I’ll be honest with you. There was a time, not too long ago, when being Pakistani in international circles meant constantly defending yourself. Explaining yourself. Justifying your country’s existence to people who had already made up their minds. That time feels very far away right now.
Something is shifting. You can feel it.
Islamabad is at the centre of one of the most sensitive and significant peace negotiations happening anywhere in the world today. Not Geneva. Not Washington. Not London. Islamabad. Our city. Our country. And Pakistan is not just hosting these talks — we are holding them together with steady hands, earning the trust of both sides, and doing the kind of quiet, unglamorous diplomatic work that rarely makes front pages but changes the course of history.
Nobody handed us this role. We earned it.

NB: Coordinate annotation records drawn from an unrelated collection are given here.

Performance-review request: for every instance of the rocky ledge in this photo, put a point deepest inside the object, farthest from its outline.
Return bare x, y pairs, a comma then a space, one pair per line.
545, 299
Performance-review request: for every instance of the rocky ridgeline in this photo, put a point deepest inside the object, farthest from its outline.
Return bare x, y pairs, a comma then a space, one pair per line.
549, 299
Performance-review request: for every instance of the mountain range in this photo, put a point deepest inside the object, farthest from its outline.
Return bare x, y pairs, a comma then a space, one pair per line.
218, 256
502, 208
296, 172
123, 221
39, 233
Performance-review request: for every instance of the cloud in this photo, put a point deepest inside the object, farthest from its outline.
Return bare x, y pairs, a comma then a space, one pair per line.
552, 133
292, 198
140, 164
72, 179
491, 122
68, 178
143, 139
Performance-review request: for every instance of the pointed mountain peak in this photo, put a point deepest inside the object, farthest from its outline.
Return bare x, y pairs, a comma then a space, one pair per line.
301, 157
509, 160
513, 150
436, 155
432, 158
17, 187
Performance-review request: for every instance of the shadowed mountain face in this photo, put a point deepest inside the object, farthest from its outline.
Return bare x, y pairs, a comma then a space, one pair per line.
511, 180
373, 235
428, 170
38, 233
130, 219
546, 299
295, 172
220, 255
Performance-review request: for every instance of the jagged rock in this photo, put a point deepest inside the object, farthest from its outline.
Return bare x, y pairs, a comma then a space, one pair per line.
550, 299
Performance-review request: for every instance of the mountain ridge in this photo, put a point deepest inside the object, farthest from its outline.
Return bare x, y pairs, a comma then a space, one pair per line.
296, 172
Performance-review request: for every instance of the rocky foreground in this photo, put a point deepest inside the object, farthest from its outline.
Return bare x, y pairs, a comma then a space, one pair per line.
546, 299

Now I know the media has been all over the place on this. Some commentators are acting like a final deal is already signed and framed on the wall. Others are convinced the whole thing is about to collapse. Neither crowd is right. The truth, as it usually is in diplomacy, sits somewhere more complicated and more interesting. The process is genuinely moving forward. Both sides want a resolution. The intent is real. But hard issues remain on the table and anyone who tells you otherwise is either uninformed or performing for their domestic audience.
That is actually normal. That is what real negotiation looks like. It is messy and slow and occasionally maddening. The fact that both parties keep showing up, keep talking, keep believing that a deal is possible — that itself is something. Do not let anyone take that away from you with cheap cynicism.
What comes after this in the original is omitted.